The entertainment business is a mix of art and business so it is necessary to understand organizational procedures. It is important not to let them interfere with the creative process. The reverse is also true in that the creative process should not interfere with the telling of a good story. The audience is buying tickets for the experience of seeing a good story. During the "second golden age of Disney animation", Jeffrey Katzenberg told the crew that he wanted to win the "fill-in name of big bank" award. I remember many of the crew were upset at hearing this. My thought was that if he wins the "fill-in name of big bank" award, then we get to keep our jobs and have fun making more movies. Never forget, show business is art AND business and can't exist without both. If you want to make movies for yourself and you’ve won the lottery, then go have fun.
The job of the producer is to hire all of the talent and create a schedule and budget for the production. He or she uses this to run the production and satisfy the investors that they're getting their money's worth. You'll need to create a sequence and shot breakdown of all your scenes and track your progress with a weekly pipeline and budget schedule if you're in a production environment.
Work out your problems at the storyboard stage where it doesn't cost much time, energy, or money to make changes. Even before you storyboard, you should thumbnail first as a planning tool. The script stage is too early to make changes. Even a perfect script (if there is such a thing) is going to involve changes because it's a different medium—words versus imagery. It's like translating from a different language. Unfortunately, many people don't acknowledge this fact.
During my years at Disney I watched Jeffrey Katzenberg's progression from this mindset to the realization that animation writing really starts when the writers meet the storyboard artists on the boards. The films where I've witnessed this collaboration between writers and storyboard artists have all been very successful. I know this to be true of Piglet's Big Movie, which I directed. Writer Brian Hohlfeld was in the trenches with our story crew and it really helped create something bigger than all of us could have done working individually.

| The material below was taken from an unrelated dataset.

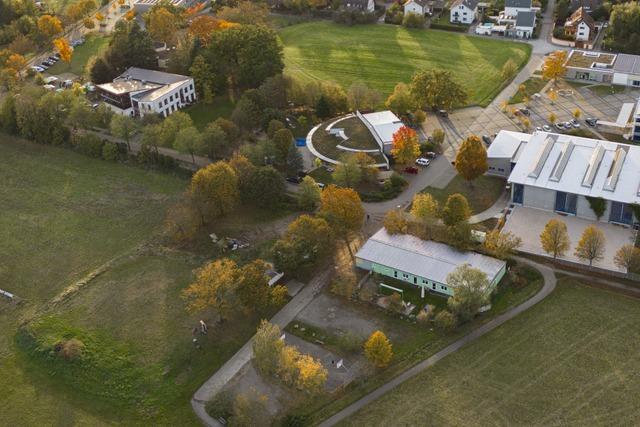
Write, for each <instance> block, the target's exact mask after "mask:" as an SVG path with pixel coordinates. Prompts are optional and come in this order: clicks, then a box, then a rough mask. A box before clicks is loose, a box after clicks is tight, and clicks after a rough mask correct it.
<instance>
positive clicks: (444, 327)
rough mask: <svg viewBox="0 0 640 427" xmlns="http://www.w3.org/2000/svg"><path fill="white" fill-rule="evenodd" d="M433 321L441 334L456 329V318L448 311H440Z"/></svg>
mask: <svg viewBox="0 0 640 427" xmlns="http://www.w3.org/2000/svg"><path fill="white" fill-rule="evenodd" d="M433 320H434V322H435V324H436V327H437V328H438V329H440V330H441V331H442V332H451V331H453V330H454V329H455V327H456V317H455V316H454V315H453V314H451V312H449V311H448V310H440V312H438V314H437V315H436V317H435V319H433Z"/></svg>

Piglet would have been proud.
Budgeting is the process of estimating what a film will cost. I'd just like to give an overview of this process so you're aware of some of the basics. In a large production costs are broken down into many areas:
- Overhead of the actual facility where production is housed, including utilities.

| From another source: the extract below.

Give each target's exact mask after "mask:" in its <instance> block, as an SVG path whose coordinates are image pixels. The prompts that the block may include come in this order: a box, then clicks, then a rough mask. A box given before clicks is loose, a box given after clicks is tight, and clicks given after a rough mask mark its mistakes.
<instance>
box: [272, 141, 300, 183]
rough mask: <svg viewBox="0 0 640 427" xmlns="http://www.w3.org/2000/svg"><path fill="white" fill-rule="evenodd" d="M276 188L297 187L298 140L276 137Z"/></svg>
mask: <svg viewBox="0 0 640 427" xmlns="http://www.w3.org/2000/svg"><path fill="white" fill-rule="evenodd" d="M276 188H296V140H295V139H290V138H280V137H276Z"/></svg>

- Licensing costs for music.
- Legal fees for contracts, insurance.
- Talent costs for voice actors.
- Computer facility setup costs and maintenance of the pipeline.

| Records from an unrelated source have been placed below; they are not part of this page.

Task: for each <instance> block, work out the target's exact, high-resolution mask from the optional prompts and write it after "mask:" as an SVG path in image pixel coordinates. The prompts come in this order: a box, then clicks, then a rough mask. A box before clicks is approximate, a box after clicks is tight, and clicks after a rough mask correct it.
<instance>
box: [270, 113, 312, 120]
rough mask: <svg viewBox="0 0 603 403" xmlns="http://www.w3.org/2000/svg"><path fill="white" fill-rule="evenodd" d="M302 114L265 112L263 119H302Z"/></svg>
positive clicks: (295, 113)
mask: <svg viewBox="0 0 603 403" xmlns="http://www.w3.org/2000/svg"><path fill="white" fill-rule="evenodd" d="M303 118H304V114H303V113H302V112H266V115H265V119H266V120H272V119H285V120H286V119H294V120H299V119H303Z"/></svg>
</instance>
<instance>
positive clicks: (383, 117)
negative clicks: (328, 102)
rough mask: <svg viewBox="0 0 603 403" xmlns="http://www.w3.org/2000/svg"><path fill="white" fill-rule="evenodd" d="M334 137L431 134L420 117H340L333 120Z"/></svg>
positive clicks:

- Above-the-line talent, including directors and producers.
- Below-the-line artistic talent and managerial support.
- Marketing and distribution costs (surprisingly, large studios spend almost as much on this area as they do on the actual production).
I'm sure there's many items I've probably forgotten but I just wanted to give you an overview of how much is involved with budgeting and scheduling an animated production. Let's consider a simplified production schedule.
This takes the form of a spreadsheet which shows how the production is supposed to go. Each column represents a week of production. Each phase of production is listed sequentially along each row. The production elements flow from one department to the next. So as the production progresses the boxes move toward the right. Different studios will have different variations of this chart according to their own needs. For example, the production section might be broken down into its component stages—animation, cleanup, inking etc.
The budget then comprises the fixed costs plus the weekly production costs. Figure out how many feet of animation are in the project and divide that by the number of weeks in your production schedule. Now you have to divide that number by how much an average animator can animate in a week. Next you have to multiply the weekly salary of the artists by the number of weeks. Using similar math, each department will have its own number of employee costs. There will be many more animators than checkers or editors. Then you simply add up all the subtotals.
- (Total footage/weeks in schedule) = Footage per week.
- (Footage per week/Average per animator) = Number of animators needed.
- (Number of animators) x (animator weekly salary) = Total animators’ weekly salary.
- (Combined total for each department) x (number of weeks) = Talent production costs.
Problems arise when one department falls behind schedule because it means people downline of that department will have nothing to do. This will cause extra costs above the anticipated costs. These delays can be very expensive when the overruns involve overtime pay.
Luckily, if you're making your own film this process is a lot simpler. Or if you're working for a studio, you don't need to worry about it. You just need to do a great job so that the film will be wonderful and make lots of money.